Theokosmos | Eric Costa

Theokosmos | Eric Costa


Psalm 1

13 February 2008 | Bible · Pastoral | No Comments

Blessed is the man / who walks not in the counsel of the wicked, / nor stands in the way of sinners, / nor sits in the seat of scoffers; / but his delight is in the law of the LORD, / and on his law he meditates day and night.

He is like a tree / planted by streams of water / that yields its fruit in its season, / and its leaf does not wither. / In all that he does, he prospers. / The wicked are not so, / but are like chaff that the wind drives away.

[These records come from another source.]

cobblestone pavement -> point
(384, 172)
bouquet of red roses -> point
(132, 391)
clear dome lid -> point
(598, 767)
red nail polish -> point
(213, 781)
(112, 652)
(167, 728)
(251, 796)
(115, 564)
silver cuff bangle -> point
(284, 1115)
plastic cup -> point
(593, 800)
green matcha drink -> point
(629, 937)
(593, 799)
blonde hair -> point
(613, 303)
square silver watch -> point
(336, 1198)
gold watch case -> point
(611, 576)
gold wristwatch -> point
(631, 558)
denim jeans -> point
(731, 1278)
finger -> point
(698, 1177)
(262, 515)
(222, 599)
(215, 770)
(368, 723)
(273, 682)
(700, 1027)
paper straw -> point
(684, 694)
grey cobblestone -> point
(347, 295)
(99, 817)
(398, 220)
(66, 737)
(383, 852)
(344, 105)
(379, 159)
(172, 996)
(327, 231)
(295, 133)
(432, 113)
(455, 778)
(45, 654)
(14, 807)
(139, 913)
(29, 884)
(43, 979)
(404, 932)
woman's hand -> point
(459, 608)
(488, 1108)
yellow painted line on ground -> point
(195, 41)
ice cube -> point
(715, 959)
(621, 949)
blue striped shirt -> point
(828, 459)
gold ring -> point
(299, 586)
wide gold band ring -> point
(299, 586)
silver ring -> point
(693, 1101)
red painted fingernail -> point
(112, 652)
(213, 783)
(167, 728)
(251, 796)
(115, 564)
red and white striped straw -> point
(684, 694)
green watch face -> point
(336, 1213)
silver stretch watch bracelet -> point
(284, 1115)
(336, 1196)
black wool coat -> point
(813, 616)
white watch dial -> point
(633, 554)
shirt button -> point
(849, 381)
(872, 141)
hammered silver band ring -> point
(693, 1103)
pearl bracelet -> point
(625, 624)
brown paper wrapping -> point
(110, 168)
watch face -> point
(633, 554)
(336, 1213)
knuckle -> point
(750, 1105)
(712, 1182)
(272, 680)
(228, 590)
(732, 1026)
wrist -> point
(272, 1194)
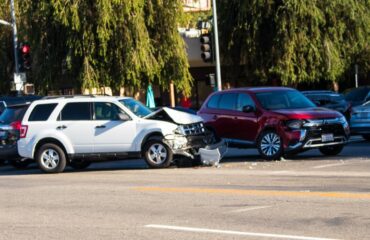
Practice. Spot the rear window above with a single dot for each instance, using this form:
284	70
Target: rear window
41	112
358	94
12	114
228	101
213	102
76	112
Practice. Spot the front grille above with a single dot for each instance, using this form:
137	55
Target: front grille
193	129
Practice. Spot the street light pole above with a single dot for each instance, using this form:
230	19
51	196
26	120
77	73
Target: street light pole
217	48
15	39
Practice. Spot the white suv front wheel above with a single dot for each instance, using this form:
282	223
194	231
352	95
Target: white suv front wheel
51	158
157	154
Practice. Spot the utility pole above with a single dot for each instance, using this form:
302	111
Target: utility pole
217	48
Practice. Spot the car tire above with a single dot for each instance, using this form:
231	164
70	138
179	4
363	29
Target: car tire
366	137
331	150
79	164
270	145
157	154
51	158
20	163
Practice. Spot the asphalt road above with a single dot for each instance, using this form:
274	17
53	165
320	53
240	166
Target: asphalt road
308	197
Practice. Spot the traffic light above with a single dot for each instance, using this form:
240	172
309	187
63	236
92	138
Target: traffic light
206	47
24	57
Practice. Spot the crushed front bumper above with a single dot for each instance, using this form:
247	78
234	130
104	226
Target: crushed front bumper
195	146
313	135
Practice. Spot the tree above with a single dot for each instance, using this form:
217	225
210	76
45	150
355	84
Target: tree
294	41
97	43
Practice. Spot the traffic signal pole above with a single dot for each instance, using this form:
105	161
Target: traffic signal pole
15	37
217	49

Therefore the wicked will not stand in the judgment, / nor sinners in the congregation of the righteous; / for the LORD knows the way of the righteous, / but the way of the wicked will perish. [Psalm 1]

Many preachers use Psalm 1 to try to get people to read their Bibles. “Be like the prosperous man who delights in the law of the LORD,” they say. “Don’t be like the wicked who will perish,” they say. But this Psalm uses no prescriptive language whatsoever. There are no imperatives, no commands. Psalm 1 is entirely descriptive. That fact alone ought to give us pause when we go to use it like a hammer and chisel to sculpt religious behavior.

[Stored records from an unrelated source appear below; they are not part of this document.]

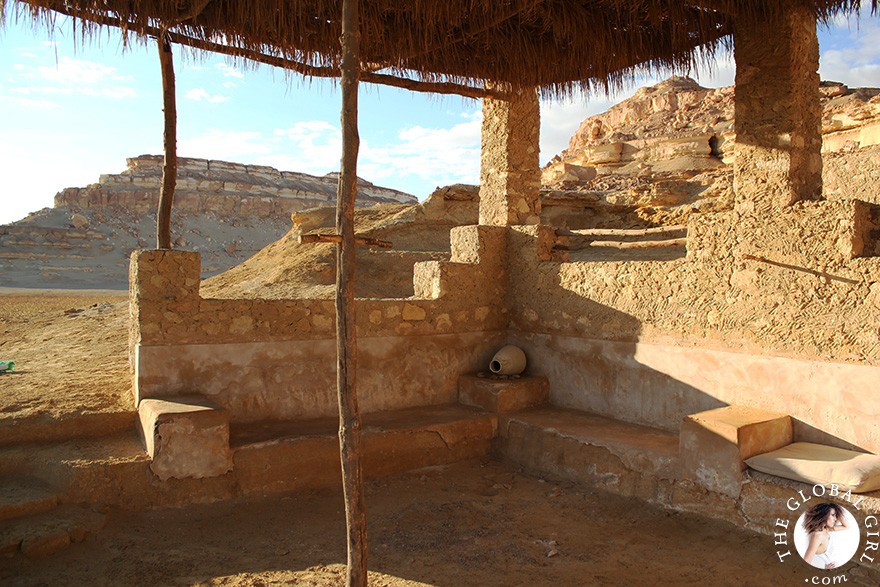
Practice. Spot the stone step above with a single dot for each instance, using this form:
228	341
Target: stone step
282	456
25	496
42	428
615	456
49	532
114	471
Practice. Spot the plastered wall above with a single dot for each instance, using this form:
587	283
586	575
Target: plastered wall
268	359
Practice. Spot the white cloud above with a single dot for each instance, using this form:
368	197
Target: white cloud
31	104
201	94
74	76
438	155
228	145
310	146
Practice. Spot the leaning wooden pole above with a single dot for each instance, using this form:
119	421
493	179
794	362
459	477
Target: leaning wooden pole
169	168
346	342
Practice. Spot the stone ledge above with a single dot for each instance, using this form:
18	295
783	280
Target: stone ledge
185	436
503	395
615	456
714	444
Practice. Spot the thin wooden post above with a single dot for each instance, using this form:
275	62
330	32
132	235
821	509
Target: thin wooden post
169	168
346	341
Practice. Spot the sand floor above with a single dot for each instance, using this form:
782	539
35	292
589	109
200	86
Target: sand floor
473	523
469	524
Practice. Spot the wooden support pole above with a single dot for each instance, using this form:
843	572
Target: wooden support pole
169	167
363	241
346	341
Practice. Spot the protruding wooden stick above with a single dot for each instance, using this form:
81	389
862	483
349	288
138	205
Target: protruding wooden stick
673	242
587	232
169	167
346	341
363	241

What is being described here? The life of those called “righteous” in contrast with those called “wicked.” What is the main difference between the righteous and the wicked? Is it the object of their delight? Is it the fruit of their labors? Is it the eternal destiny of their souls? No, the first thing that makes the righteous differ from the wicked is that the righteous are “blessed.” The starting point of the “way of the righteous” is the blessing of God.

Literally speaking, there is only one person who thoroughly fulfills Psalm 1, whose delight is fully in the law of the LORD, who never walked in the counsel of the wicked, whose works always prosper, who is in himself “the way, the truth and the life” of the righteous. This is encouraging, because if I look at Psalm 1, then look just at myself, then look back and forth a few more times, I begin to wonder whether I can truly consider myself among the congregation of the righteous. But if I look to Jesus Christ with faith as the one who fulfilled Psalm 1 for me, then in him I have the full assurance of the benefits mentioned in the Psalm.

So Psalm 1 stands as a signpost at the beginning of “the little Bible” (Luther), the “epitome of the whole Scriptures” (Athanasius). The signpost reads, “All who enter here and delight have been made to do so by grace through faith in Jesus Christ.”